A town hall meeting with stakeholders on the impact of operations of the multinational companies operating in Akwa Ibom State, has been rounded off in Uyo, as impacted communities demand environmental justice.

According to a report by The Pioneer’s Emmanuel Atteh, the stakeholders’ demands were contained in a communique issued at the end of the one-day meeting which took place Monday, at Luton Park Hotel, Uyo.

The stakeholders, made up of royal fathers, women and youth leaders, the media and civil society groups from host communities in Akwa Ibom State, met at the instance of Kebetkache Women Development and Resource Centre, a leading women’s right group in the Niger Delta region of Nigeria.

The event which was attended by over 50 participants, discussed exhaustively the existing socio ecological issues in the oil impacted communities in the state, mostly as they affect the women folk. 

Participants at the meeting took a critical examination and interrogation of the over six decades of oil extraction and its attendant impact on the people of Niger Delta region and women in particular.

They also narrated their ordeals and lamented how their lives have been adversely impacted by oil extraction activities and how they have observed over time, the steady decline and deterioration of their lives and environment. 

Earlier, executive director of Kebetkache Women Development and Resource Centre, Obonganwan Emem Okon, welcomed all attendees of the event and said the essence of having the meeting was actually to take a look at the impact of oil extractions from oil producing and impacted communities in Akwa Ibom State.

According to Okon, the meeting was also to be used to create awareness on the PIA as well as other issues like divestment and selling of assets by some oil companies.

“We are also using the meeting to create awareness on Petroleum Industry Act (PIA) and issues of divestment because some key corporations were selling off their assets and moving offshore.

“We are also looking at climate change crises, which sound like a big concept to be discussed in few hours.
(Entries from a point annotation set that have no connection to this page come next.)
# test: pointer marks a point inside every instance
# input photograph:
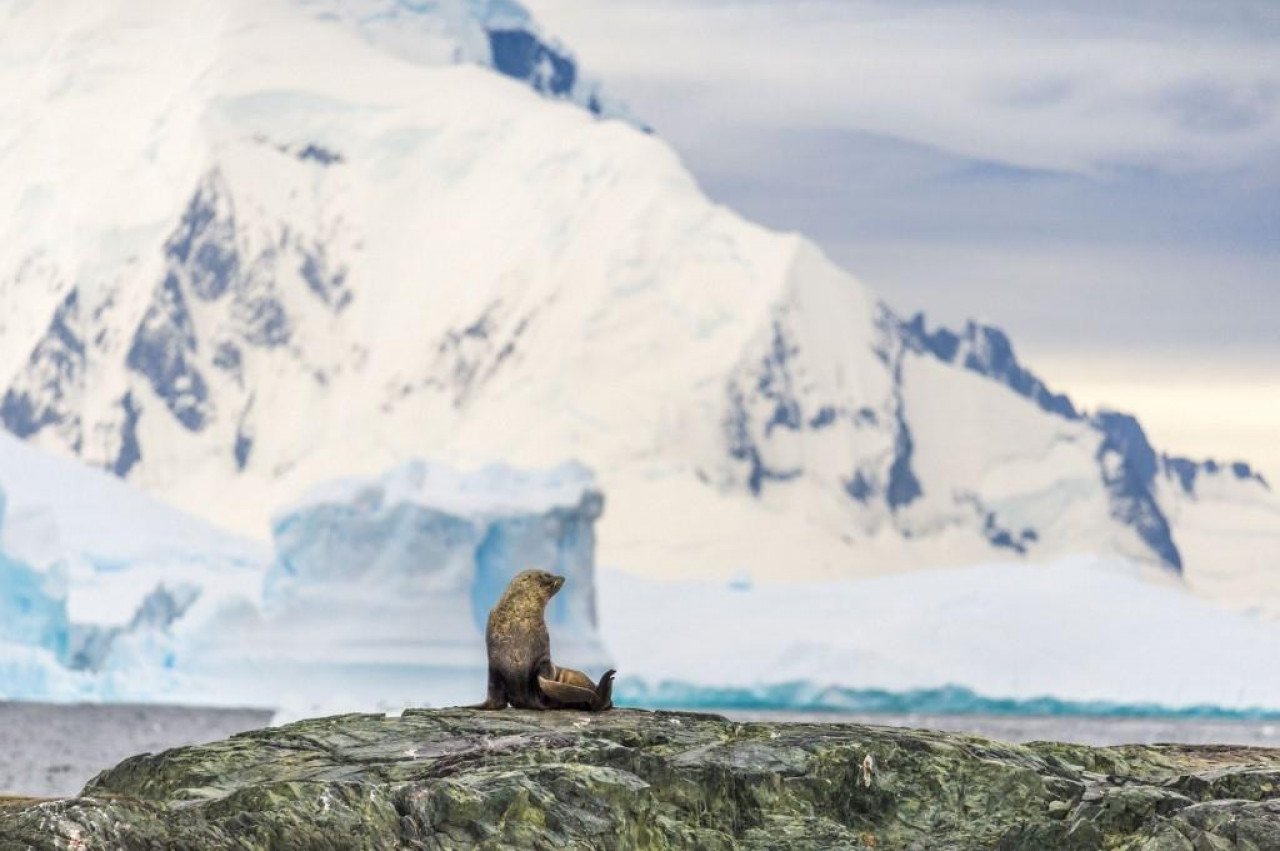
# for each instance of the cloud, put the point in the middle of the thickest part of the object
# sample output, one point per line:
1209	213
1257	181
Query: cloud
1075	87
1102	179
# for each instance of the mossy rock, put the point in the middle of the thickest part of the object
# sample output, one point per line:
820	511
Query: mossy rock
438	779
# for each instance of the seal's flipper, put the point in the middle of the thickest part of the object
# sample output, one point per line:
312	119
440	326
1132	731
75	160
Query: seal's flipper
604	691
566	694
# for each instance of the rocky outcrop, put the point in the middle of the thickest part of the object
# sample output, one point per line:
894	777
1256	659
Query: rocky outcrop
638	779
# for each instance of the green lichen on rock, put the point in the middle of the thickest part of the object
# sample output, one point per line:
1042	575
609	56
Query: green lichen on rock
438	779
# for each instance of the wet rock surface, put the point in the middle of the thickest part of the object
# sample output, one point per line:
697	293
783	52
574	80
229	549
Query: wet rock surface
640	779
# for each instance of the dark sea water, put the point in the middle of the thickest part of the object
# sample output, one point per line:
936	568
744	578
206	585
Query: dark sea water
53	750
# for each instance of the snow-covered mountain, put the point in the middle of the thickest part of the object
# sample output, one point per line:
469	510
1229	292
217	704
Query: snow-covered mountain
374	593
248	246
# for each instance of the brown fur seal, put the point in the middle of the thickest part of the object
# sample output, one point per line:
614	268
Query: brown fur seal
521	672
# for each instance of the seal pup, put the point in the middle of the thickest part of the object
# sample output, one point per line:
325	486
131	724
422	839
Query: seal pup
521	672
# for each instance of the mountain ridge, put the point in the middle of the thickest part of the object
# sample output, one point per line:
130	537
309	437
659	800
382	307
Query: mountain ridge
361	268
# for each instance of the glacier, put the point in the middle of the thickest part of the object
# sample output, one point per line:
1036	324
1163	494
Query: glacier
1084	635
374	593
465	252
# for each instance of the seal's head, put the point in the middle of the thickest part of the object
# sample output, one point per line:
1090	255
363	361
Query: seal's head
538	585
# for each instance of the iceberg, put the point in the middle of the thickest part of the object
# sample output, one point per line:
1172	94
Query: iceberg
1084	635
374	593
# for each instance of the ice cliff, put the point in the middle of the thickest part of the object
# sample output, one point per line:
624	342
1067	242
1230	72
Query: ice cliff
375	594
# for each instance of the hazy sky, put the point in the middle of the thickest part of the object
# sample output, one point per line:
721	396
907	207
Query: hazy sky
1102	182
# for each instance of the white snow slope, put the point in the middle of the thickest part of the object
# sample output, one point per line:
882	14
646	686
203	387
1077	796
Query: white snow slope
375	595
254	245
1078	635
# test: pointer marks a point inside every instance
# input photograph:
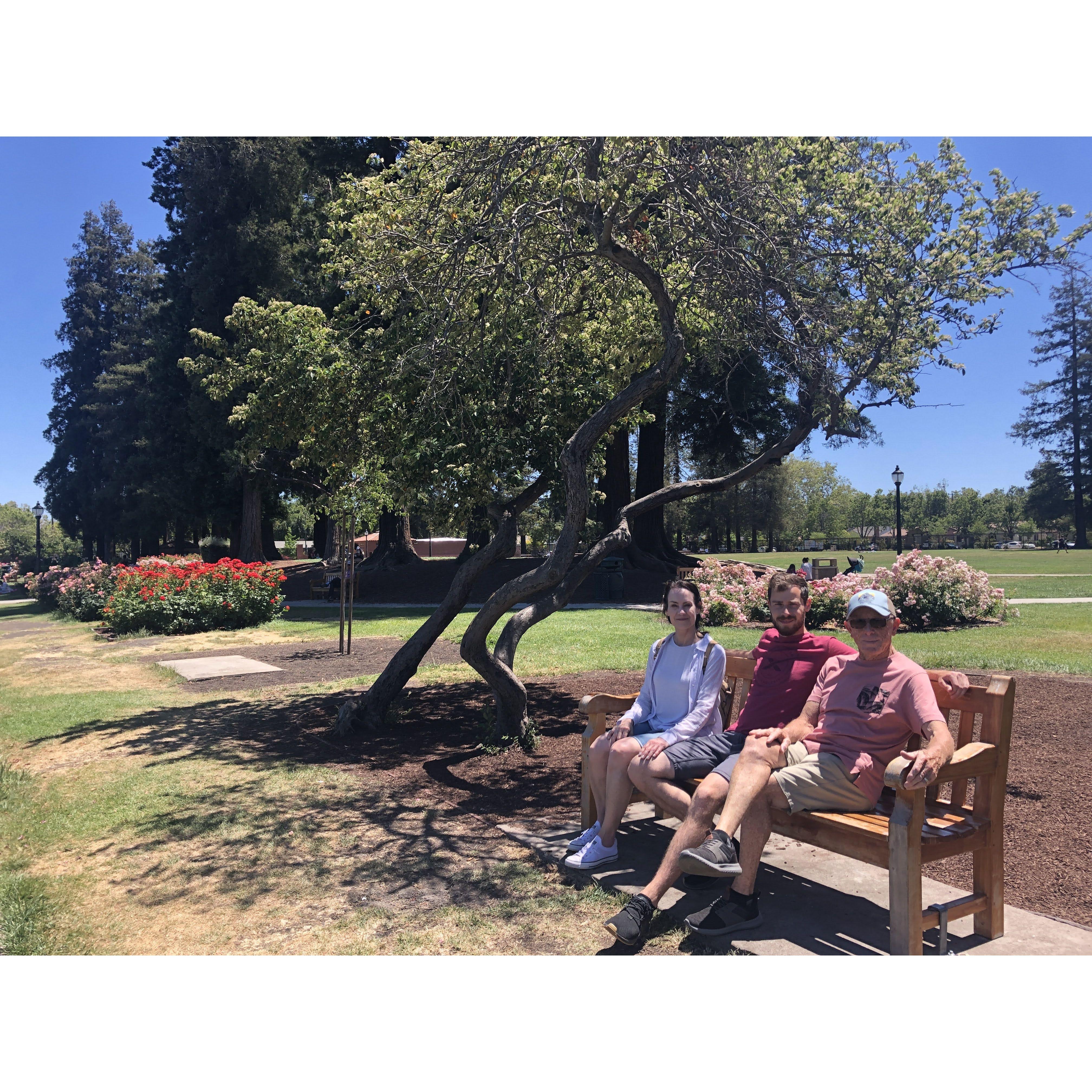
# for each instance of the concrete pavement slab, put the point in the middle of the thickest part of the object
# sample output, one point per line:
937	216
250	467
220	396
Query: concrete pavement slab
814	902
214	668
The aim of the meeting is to strengthen communities and civil society organizations, so that they can improve on their advocacy campaigns and also become encouraged to continue with the campaign.

“A lot of community members are having issues of health challenges, we have heard of health complications from women, issues of fertility, miscarriages, the tendency to have deformed babies and all of that impact negatively on the Niger Delta communities. These are actually against the expectations of those in the region,” she noted. 

She however, maintained that available land for agriculture was the problem, as they continue to witness environmental degradation caused by laying of different oil pipes all over the region, oil facilities, flow stations, oil spillage, gas flaring etc and said everyone, including the community women and even the legislators were suffering from air pollution, water pollution, lack of access to clean water among other challenges. 

The Frontline women activist, posited that with the PIA in place, it should be able to change the narratives for good, for the people of Niger Delta and made a case for amendment of some clauses in the PIA, like section 257, which seeks to give more powers to the people (oil companies), who have created the problems, instead of the people from the affected communities.

Highpoint of the meeting was a power point presentation on Petroleum Industry Act, Oil Company Divestment, Climate and Oil Producing Communities Challenges, by Mr Ken Henshaw, an environmental activist based in Cross River State.

Some of the affected oil producing companies included Exxon Mobil, Shell, AGIP, Total E & P, Moni Pulo etc.

Among community leaders who attended the town hall meeting were, the village head of Anakpa community in Uruan Local Government Area, Chief Okokon Udo-ukpong and his spokesperson, Reverend Hilkiah Eliathah, PhD, the president, Upenekang Clan Council, Chief Effanga Utukubok, the spokesperson for Unyenge community in Mbo Local Government Area, Apostle Jesus Abasi Inwang, Bishop Joshua Okoroudo, from Ikot Ekpene, the secretary of Ikot Abasi Local Government Council of Chiefs, Comrade Mbat King among others.